Wood started Team Rubicon in 2010 in response to the devastation he saw on the news as a result of the earthquake in Haiti. The group now has 150,000 volunteers in the U.S. and Canada who respond to hundreds of disasters in communities across the globe.

Some of the moments that can change everything will catch us by surprise, Wood said, but in other moments you might realize you are in the right place at the right time.

“Every once in a while, you find yourself facing a moment,” he said, “and you realize, hey, this moment might be terrifying, this moment might seem a little overwhelming, but this was a moment we’ve been preparing for our entire existence.”

Wood urged convenience retailers to “think about the moments and decisions you face every day. I challenge you to make that difference,” he said.

THAT’S A WRAP

The final day of the 2022 NACS Show was all about reigniting the customer experience. NACS Vice President of Research and Education Lori Stillman debuted THRIVR™, a new NACS tool built with SOCi to help convenience retailers build and manage a localized marketing strategy that maximizes their stores’ online presence and meets customers when and wherever they are searching.

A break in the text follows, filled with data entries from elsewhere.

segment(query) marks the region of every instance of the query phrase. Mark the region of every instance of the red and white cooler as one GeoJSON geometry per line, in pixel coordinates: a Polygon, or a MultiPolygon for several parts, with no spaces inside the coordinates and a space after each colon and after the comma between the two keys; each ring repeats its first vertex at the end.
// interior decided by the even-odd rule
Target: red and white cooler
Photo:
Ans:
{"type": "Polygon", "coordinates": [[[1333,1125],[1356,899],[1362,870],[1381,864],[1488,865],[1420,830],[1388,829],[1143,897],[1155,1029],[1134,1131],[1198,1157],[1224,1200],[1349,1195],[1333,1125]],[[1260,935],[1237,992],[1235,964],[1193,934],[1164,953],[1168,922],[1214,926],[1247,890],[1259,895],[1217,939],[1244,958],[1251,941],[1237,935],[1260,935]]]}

“Today, online is how customers define convenience,” Stillman said. “They use their smart phones and digital devices to discover what’s out there. What they want. And who has it.”

This year’s NACS Show featured four crowd-pleasing general sessions.

Convenience stores need a strong presence in the digital world—including via social media channels—and must respond to the conversations consumers are having about their brands.

“THRIVR gives you more control of your brand—and it tells everyone who you are and what you have, when and wherever people are searching,” Stillman said.

For small operators, managing the process can be daunting. “If you have only one or two stores, you tell yourself you don’t have the resources to do this. If you have hundreds of stores, you know coordinating all of this is an immense challenge. But without it, you are missing the opportunity to grow trips, to grow baskets, to thrive,” Stillman said. “NACS can help you thrive. That’s why we’ve launched THRIVR.”

The tool is available to all c-stores, regardless of size, via NACS. “It gives you more control of your brand. With accurate data, compelling content and an ability to keep a pulse on customer feedback and reviews, you can thrive in the digital retail landscape,” she said.

Stillman also highlighted NACS Research tools, including the NACS State of the Industry Report and NACS Convenience Voices shopper insights program. And she recognized the 24 rising stars of the industry who graduated from the 2022 NACS Leadership for Success program.

The October 4 general session also included the debut of the 2022 edition of the NACS Ideas 2 Go video program, featuring six companies that are redefining convenience retail and the customer experience: TXB Stores; The Walk-Off Market, powered by Amazon; Lou Perrine’s Gas & Groceries; Coen Markets; Kwik Trip and Wakepoint LBJ. Each episode is live at convenience.org/ideas2go.